Rush Limbaugh makes people angry.
I don’t mean just the people who disagree with him. I mean the ditto-heads who hang on his every word.
I hate to generalize. There may be some sweet and open-minded Limbaugh fans out there. To them, I apologize, because those I’ve come into contact with through the years are generally apoplectic, humorless and unwilling to listen to anything that goes against the party line.
Can this be good for a person’s physical or mental health? Does it make people happy to be so angry?
I say this even though I’m a conservative on most issues.
My latest such encounter came this morning, right after I’d flipped on the lights and fired up the hard drive. The phone rang. On the other end was a man wanting to know why I would say Rush was uniting the nation against him.
I write a little humorous take on the news each Monday called “On second thought.” This week, I referred to Limbaugh’s tirade against a third-year Georgetown law student who had testified to Congress about the need for mandatory contraceptive coverage. He called her a slut and a prostitute. He said he wanted to see tapes of her having sex.
My caller launched into a defense of Limbaugh, demanding to know why I thought Americans should be forced to pay for the contraceptives of promiscuous people.
The thing is, I don’t think that. But the minute Limbaugh started throwing around words like “slut” and “prostitute,” all rational debate ended. My side of the argument got lost under an avalanche of incivility and hate.
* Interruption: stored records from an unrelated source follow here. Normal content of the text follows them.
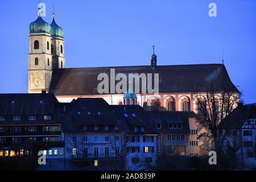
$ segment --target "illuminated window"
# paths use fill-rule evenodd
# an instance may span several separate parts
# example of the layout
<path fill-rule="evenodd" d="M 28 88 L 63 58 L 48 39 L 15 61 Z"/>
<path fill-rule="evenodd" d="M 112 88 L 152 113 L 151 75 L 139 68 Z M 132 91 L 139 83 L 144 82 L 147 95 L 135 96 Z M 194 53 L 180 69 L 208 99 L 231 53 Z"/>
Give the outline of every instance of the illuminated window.
<path fill-rule="evenodd" d="M 36 117 L 35 115 L 28 115 L 28 120 L 29 121 L 34 121 L 36 120 Z"/>
<path fill-rule="evenodd" d="M 9 151 L 7 150 L 5 150 L 5 156 L 7 156 L 9 155 Z"/>
<path fill-rule="evenodd" d="M 47 50 L 49 49 L 49 42 L 47 41 Z"/>
<path fill-rule="evenodd" d="M 23 153 L 24 153 L 24 150 L 23 149 L 20 149 L 19 150 L 19 155 L 22 156 L 22 155 L 23 155 Z"/>
<path fill-rule="evenodd" d="M 72 149 L 72 155 L 76 155 L 76 148 L 73 148 Z"/>
<path fill-rule="evenodd" d="M 82 137 L 82 142 L 88 142 L 88 136 Z"/>
<path fill-rule="evenodd" d="M 44 115 L 44 120 L 51 120 L 52 119 L 52 116 L 51 115 Z"/>
<path fill-rule="evenodd" d="M 144 152 L 146 153 L 148 152 L 148 147 L 145 147 L 144 148 Z"/>
<path fill-rule="evenodd" d="M 20 115 L 14 115 L 13 116 L 13 121 L 20 121 Z"/>
<path fill-rule="evenodd" d="M 0 127 L 0 133 L 6 132 L 6 127 Z"/>
<path fill-rule="evenodd" d="M 38 49 L 39 48 L 39 42 L 38 40 L 35 40 L 34 42 L 34 49 Z"/>
<path fill-rule="evenodd" d="M 98 167 L 98 160 L 94 160 L 94 167 Z"/>
<path fill-rule="evenodd" d="M 36 126 L 30 126 L 27 127 L 28 132 L 36 132 Z"/>
<path fill-rule="evenodd" d="M 98 148 L 94 148 L 94 158 L 97 158 L 98 156 Z"/>
<path fill-rule="evenodd" d="M 35 65 L 38 65 L 38 57 L 35 58 Z"/>
<path fill-rule="evenodd" d="M 22 139 L 21 138 L 13 138 L 13 143 L 21 143 Z"/>
<path fill-rule="evenodd" d="M 94 125 L 94 127 L 93 129 L 94 129 L 94 130 L 98 130 L 98 125 Z"/>
<path fill-rule="evenodd" d="M 82 130 L 87 130 L 87 125 L 84 125 Z"/>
I try to be nice to callers, even one who is shouting that no one he knows disagrees with Limbaugh and that I’m just part of the liberal media cabal. (He didn’t actually use that word. “Cabal” likely is a bit large for him.)
But then he turned me over to his wife, and the fun really started. Each time I tried to interject that I agreed that insurance companies should not be forced to provide contraceptive coverage, she would yell, “I don’t care if you agree with me!” I hung in there until she began shrieking swear words in my ear. That’s when I aborted the conversation.
So far, seven sponsors have pulled out of the Limbaugh show. Sponsors care about their customers, first and foremost. My caller insisted they were just knuckling under to pressure from “the libs.”
Limbaugh has apologized. You can read it here. He said, “My choice of words was not the best, and in the attempt to be humorous, I created a national stir.”
That was his first mistake, trying to be humorous to a crowd he personally has trained to be humorless.
Of course, my caller would see the apology as something forced on Rush by “the libs.” It’s a world-view that conveniently explains everything and eliminates the need to explore arguments or defend positions.